Del Evangelio según san Juan, Jn 13, 31-33a. 34-35
«En esto conocerán todos que sois discípulos míos: si os amáis unos a otros».
Cielos Nuevos y Tierra Nueva son hoy la aspiración que late en el corazón de todos los que están comprometidos en una superación del actual orden social, tan cargado de injusticias y explotaciones.

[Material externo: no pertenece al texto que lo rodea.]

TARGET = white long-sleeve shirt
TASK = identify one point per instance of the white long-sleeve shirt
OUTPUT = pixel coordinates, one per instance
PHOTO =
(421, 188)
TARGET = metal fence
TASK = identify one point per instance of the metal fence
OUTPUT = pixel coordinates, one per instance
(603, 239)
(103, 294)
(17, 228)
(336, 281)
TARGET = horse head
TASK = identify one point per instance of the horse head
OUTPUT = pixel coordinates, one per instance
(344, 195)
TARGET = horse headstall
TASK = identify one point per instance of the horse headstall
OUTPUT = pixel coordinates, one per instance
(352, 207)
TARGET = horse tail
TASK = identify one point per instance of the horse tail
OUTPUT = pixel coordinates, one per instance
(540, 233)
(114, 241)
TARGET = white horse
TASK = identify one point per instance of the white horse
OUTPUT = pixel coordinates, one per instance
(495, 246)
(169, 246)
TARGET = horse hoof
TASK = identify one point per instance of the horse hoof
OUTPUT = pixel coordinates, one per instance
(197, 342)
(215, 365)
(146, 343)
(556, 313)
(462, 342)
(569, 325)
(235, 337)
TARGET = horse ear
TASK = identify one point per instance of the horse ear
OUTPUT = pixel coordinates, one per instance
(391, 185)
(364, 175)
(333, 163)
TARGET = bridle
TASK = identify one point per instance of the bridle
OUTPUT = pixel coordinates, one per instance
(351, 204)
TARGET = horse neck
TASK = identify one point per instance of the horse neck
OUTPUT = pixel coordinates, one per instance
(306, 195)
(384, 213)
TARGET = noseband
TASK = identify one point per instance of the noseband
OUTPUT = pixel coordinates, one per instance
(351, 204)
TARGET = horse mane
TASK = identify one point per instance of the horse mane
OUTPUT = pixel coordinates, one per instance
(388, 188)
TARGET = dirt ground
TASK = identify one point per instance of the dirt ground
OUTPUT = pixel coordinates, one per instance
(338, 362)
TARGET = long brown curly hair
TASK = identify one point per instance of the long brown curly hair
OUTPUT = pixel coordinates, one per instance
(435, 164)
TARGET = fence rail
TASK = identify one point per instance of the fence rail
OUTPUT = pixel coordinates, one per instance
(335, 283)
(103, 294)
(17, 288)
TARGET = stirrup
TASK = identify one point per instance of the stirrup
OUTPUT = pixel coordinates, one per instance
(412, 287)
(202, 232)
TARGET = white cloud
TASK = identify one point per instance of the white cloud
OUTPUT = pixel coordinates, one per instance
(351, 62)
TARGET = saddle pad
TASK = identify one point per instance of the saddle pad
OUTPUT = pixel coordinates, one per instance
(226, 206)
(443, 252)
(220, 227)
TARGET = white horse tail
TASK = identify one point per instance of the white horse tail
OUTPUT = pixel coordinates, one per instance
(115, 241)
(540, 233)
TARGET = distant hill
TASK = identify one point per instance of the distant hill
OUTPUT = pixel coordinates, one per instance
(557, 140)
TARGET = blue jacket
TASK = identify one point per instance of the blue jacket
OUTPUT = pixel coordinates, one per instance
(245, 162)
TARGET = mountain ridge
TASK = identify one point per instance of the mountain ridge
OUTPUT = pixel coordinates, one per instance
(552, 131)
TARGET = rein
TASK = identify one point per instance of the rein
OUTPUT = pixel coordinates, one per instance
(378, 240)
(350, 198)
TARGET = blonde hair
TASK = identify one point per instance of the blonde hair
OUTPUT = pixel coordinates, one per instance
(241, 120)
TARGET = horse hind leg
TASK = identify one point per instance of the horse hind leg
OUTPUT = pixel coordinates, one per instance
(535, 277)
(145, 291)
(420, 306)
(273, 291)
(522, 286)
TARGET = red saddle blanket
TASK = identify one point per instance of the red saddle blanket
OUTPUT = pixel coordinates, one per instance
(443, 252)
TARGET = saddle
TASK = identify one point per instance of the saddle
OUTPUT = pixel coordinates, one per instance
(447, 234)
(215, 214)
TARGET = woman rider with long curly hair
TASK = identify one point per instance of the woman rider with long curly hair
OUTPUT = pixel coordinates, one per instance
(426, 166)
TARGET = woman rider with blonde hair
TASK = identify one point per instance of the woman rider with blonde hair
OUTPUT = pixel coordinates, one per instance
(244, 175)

«He aquí, Yo hago nuevas todas las cosas» es la gran esperanza cristiana: Un mundo nuevo. Pero no es el hombre, en su esfuerzo solitario, el que construye este mundo nuevo. Es el hombre junto con Dios, en colaboración con Dios.
Del Mandamiento del Amor nace, para los cristianos, una situación y una realidad nueva, una «Ciudad Nueva»: la Iglesia, Nueva Tierra, Nueva Jerusalén, Morada de Dios con los hombres. No es de creer que la visión de Juan se refiera a una realidad proyectada en el futuro idealizado.
La «ciudad que desciende del Cielo», la «Tierra Nueva» de la que ha desaparecido el mar, símbolo de las fuerzas del mal, indican que la Nueva Creación, inaugurada por la Victoria Pascual de Cristo, ya está en acción en los bautizados. La «Esposa adornada para el Novio» es la Nueva Humanidad liberada del pecado, santificada por Cristo y resplandeciente de su gloria y belleza.